I can never forget the day I met the Sloth.
Bound
and trussed like some living pot roast and left in a concrete laundry tub,
awaiting the day it would be dispatched and it’s scrawny flesh become part of a
meal for a family living in north-west Ecuador. Leaving it alive was a way of keeping the meat fresh I suppose, its
suffering silent, unnoticed and irrelevant. And this is what initially brought
my world crashing down, this defining tendency of human beings - this disconnection to suffering.
I was inconsolable. But somehow, with as
much cultural sensitivity as possible, we managed to buy the creature in order
to win its freedom. With this beautiful animal laying in my lap, touching its
green-tinged, insect-riddled fur, gazing into its permanently
smiling face, I started to realize just how amazing Sloths were – gentle,
unequivocally unthreatening and so extremely slow. As it determinedly inched
it’s way up the tree, little was it to know it had sparked a movement in a
country where the ideal character was the antithesis of Sloth.
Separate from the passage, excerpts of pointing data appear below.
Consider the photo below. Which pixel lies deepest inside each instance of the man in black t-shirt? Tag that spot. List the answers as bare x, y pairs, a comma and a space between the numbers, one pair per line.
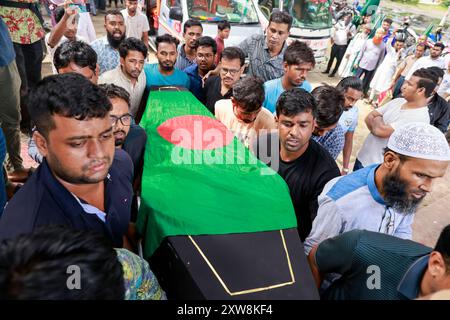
231, 67
303, 163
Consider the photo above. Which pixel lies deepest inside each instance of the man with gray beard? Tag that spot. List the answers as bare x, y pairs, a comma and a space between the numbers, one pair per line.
384, 197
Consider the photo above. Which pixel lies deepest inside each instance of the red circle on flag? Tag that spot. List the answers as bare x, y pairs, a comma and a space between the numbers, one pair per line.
195, 132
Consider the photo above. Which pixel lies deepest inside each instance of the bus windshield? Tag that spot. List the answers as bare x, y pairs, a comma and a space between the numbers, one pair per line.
235, 11
310, 14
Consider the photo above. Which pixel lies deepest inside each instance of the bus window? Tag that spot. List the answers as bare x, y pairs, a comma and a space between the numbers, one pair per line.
235, 11
310, 14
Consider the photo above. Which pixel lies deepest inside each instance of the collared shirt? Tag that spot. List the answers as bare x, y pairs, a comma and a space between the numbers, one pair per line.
370, 55
196, 83
108, 58
24, 26
274, 88
135, 25
182, 60
333, 141
155, 78
393, 115
7, 53
43, 200
354, 202
213, 87
118, 78
401, 265
261, 64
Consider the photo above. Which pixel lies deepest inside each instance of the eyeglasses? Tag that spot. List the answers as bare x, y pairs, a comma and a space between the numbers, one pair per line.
124, 119
232, 72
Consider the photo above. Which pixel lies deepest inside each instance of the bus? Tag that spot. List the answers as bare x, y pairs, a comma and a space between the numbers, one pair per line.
312, 21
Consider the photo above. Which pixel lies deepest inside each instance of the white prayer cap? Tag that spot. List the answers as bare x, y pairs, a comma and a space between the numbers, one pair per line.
420, 140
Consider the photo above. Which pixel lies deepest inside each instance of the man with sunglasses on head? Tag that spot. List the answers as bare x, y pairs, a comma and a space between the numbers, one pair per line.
243, 114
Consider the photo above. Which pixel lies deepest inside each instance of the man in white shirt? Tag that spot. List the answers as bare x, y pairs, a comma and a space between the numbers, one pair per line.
65, 30
433, 60
128, 73
135, 21
343, 31
243, 114
383, 121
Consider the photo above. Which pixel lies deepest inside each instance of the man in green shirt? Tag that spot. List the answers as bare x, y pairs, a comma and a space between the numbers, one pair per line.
376, 266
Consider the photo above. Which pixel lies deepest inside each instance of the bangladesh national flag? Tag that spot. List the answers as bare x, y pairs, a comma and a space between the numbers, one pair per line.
199, 179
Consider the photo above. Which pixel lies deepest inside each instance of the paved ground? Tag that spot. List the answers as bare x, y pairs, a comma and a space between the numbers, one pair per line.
433, 214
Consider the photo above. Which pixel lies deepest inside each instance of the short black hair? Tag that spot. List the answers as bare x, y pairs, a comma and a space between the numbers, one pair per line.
113, 92
281, 17
191, 23
437, 71
69, 95
294, 101
59, 13
231, 53
249, 91
77, 52
330, 105
350, 82
428, 80
224, 24
206, 41
443, 246
167, 38
132, 44
297, 53
114, 12
388, 20
38, 266
440, 45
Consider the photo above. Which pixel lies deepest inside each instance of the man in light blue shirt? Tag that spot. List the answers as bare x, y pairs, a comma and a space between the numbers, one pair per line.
298, 60
164, 73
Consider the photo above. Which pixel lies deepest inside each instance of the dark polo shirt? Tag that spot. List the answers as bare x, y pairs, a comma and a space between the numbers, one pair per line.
43, 200
355, 255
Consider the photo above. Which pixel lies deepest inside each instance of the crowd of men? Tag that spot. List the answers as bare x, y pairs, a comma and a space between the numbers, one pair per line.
85, 136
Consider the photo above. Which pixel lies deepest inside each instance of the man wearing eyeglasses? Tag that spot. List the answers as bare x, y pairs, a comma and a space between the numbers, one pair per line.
221, 87
204, 62
243, 114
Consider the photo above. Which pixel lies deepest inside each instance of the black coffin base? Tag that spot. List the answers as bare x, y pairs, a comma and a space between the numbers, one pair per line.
252, 266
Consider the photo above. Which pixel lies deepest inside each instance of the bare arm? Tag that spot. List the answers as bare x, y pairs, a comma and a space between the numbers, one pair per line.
314, 269
59, 29
381, 129
347, 152
370, 118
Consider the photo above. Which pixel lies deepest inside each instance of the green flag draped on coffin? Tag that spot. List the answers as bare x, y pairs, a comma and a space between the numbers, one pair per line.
199, 179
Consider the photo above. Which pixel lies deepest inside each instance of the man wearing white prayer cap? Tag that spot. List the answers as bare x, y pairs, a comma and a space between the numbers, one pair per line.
384, 197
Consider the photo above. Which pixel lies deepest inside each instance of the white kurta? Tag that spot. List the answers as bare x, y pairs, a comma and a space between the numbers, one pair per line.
383, 76
345, 69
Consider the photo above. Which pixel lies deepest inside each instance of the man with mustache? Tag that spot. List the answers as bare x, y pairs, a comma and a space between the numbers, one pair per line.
164, 72
244, 114
302, 162
107, 46
83, 182
298, 61
187, 52
128, 74
127, 135
204, 62
384, 197
221, 87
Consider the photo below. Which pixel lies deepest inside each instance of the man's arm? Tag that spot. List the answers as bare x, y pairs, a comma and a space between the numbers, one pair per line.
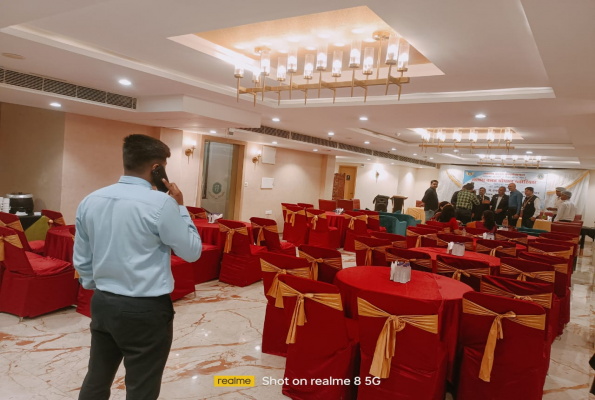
82, 257
176, 230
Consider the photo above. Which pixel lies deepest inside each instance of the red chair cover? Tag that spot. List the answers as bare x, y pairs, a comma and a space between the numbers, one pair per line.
241, 265
319, 231
295, 227
327, 205
33, 285
13, 222
371, 251
197, 212
274, 334
418, 367
464, 270
329, 261
266, 229
325, 346
518, 369
396, 240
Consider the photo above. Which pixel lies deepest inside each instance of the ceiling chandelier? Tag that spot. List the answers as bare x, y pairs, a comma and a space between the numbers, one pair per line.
397, 54
524, 162
436, 138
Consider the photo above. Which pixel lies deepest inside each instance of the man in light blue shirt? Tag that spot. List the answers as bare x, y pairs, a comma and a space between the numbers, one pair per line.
122, 250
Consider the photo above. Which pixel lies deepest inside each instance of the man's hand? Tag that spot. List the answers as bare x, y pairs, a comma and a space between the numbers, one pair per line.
174, 192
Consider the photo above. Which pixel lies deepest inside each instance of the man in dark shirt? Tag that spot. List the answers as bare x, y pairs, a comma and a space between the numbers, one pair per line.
430, 200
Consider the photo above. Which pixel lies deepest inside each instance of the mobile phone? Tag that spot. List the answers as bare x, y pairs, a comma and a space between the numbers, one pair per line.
158, 174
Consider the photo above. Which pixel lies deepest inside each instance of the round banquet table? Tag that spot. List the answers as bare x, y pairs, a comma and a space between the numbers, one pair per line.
209, 233
59, 243
446, 292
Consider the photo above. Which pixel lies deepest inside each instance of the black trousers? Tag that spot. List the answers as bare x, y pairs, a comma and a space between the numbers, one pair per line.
136, 329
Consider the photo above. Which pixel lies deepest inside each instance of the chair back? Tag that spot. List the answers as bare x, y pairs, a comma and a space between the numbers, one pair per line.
496, 248
327, 205
234, 236
467, 271
370, 251
346, 205
328, 261
317, 220
417, 260
12, 253
449, 237
273, 265
525, 335
55, 218
197, 212
324, 331
396, 240
265, 233
357, 222
13, 222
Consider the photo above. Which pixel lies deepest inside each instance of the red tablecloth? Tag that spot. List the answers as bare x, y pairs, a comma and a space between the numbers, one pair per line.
426, 287
338, 221
209, 233
59, 243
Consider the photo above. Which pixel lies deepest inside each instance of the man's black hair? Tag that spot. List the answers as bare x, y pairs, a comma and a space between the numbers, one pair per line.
141, 150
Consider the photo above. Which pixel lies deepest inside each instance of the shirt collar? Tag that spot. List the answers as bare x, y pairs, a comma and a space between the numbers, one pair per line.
133, 180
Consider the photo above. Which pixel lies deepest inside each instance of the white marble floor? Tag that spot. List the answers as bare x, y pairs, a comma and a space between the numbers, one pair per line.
219, 332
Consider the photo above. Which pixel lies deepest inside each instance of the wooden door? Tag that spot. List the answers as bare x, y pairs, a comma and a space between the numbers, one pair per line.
350, 178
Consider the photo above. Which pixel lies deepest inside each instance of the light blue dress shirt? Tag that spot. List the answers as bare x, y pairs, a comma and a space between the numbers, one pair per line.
124, 236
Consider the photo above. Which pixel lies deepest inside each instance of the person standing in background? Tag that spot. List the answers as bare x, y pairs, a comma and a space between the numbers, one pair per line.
566, 210
484, 204
530, 209
499, 205
515, 203
430, 200
557, 202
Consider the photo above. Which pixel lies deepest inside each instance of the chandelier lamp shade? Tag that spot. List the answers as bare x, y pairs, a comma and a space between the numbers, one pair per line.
365, 62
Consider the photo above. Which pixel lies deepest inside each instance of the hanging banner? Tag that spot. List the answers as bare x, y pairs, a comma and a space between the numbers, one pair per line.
492, 180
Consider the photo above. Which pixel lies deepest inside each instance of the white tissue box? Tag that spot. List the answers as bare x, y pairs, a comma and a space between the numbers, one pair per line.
456, 249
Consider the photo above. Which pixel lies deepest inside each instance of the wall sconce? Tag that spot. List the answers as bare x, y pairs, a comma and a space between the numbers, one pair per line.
190, 151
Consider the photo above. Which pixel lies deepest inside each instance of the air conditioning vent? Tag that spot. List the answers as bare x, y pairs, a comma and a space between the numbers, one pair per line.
49, 85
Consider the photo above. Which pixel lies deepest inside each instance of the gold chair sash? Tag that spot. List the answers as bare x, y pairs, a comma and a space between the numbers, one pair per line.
11, 239
361, 246
336, 263
564, 254
16, 225
386, 343
230, 232
353, 219
444, 268
543, 299
315, 218
274, 291
496, 332
298, 318
548, 276
290, 215
261, 229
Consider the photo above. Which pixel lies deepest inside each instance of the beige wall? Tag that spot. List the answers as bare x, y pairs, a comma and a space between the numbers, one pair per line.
92, 156
297, 179
31, 148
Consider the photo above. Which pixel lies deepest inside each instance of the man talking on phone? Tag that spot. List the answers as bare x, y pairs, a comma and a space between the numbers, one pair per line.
122, 250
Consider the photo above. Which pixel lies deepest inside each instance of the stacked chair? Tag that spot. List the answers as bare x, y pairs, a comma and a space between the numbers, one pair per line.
240, 265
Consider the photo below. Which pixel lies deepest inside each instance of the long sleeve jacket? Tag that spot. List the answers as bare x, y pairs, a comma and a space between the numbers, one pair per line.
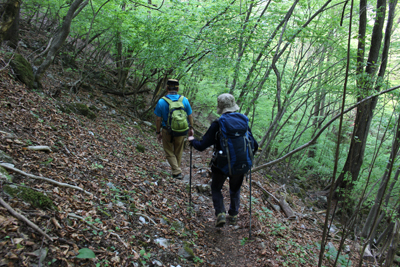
211, 137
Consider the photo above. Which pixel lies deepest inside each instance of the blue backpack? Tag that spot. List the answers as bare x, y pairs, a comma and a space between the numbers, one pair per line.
236, 154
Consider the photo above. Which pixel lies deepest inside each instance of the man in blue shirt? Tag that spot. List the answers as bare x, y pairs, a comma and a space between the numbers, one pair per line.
173, 146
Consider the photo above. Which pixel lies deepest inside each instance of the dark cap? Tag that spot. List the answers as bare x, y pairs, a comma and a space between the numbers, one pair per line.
172, 83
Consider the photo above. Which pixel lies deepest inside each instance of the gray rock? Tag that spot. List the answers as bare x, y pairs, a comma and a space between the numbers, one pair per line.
333, 229
4, 175
111, 185
201, 199
23, 70
121, 204
162, 242
368, 254
142, 220
147, 123
157, 263
184, 254
277, 207
203, 188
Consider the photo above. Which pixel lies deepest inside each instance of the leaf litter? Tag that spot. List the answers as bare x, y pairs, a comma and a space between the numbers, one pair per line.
134, 201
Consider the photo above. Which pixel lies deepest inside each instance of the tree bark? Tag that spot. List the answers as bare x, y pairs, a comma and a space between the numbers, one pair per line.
364, 113
59, 39
379, 198
9, 21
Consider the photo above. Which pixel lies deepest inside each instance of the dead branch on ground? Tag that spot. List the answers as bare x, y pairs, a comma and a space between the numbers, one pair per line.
24, 219
11, 167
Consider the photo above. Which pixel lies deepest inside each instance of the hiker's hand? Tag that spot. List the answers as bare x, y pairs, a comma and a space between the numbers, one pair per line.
190, 139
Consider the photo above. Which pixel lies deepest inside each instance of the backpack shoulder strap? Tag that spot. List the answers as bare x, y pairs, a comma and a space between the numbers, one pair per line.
169, 101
15 years later and the Sloth Club
continues. A family of caring, openhearted and non-judgmental humans of all
ages and backgrounds - slightly bewildered that this movement has had such a profound
impact – a non-religious, environmental, cultural movement that runs multitudes
of ‘campaigns’ – but works primarily on the ‘soul’ level.
For me, watching from afar and continuously
inspired by the latest ideas and campaigns - it seems like the most simple,
most humble approach is having the deepest impact – simply Love.
It’s so inspiring to see
these ideas and sentiments infuse many other ‘movements’, saving them from
becoming strange parodies of the dominating, controlling system behind this
nightmare of destruction.
And while of course we all still aspire to
‘become Sloth’ – lately I have seen our movement like those Hobbits in the Lord
of the Rings classic. Knowing that our quest to protect Life is all but impossible,
but never giving up - trying to find humour and humanity in all our activities,
however small and seemingly insignificant. As Gandalf says as he describes the
barefooted hobbits Bilbo and Frodo undertaking a seemingly impossible mission
against impossible odds:
“I found it is the small
everyday deeds of ordinary folk that keep the darkness at bay. Small acts of
kindness and love.”
With a big smile and proudly
bare feet (usually!) - it is my honor and joy to be a member of the Sloth Club.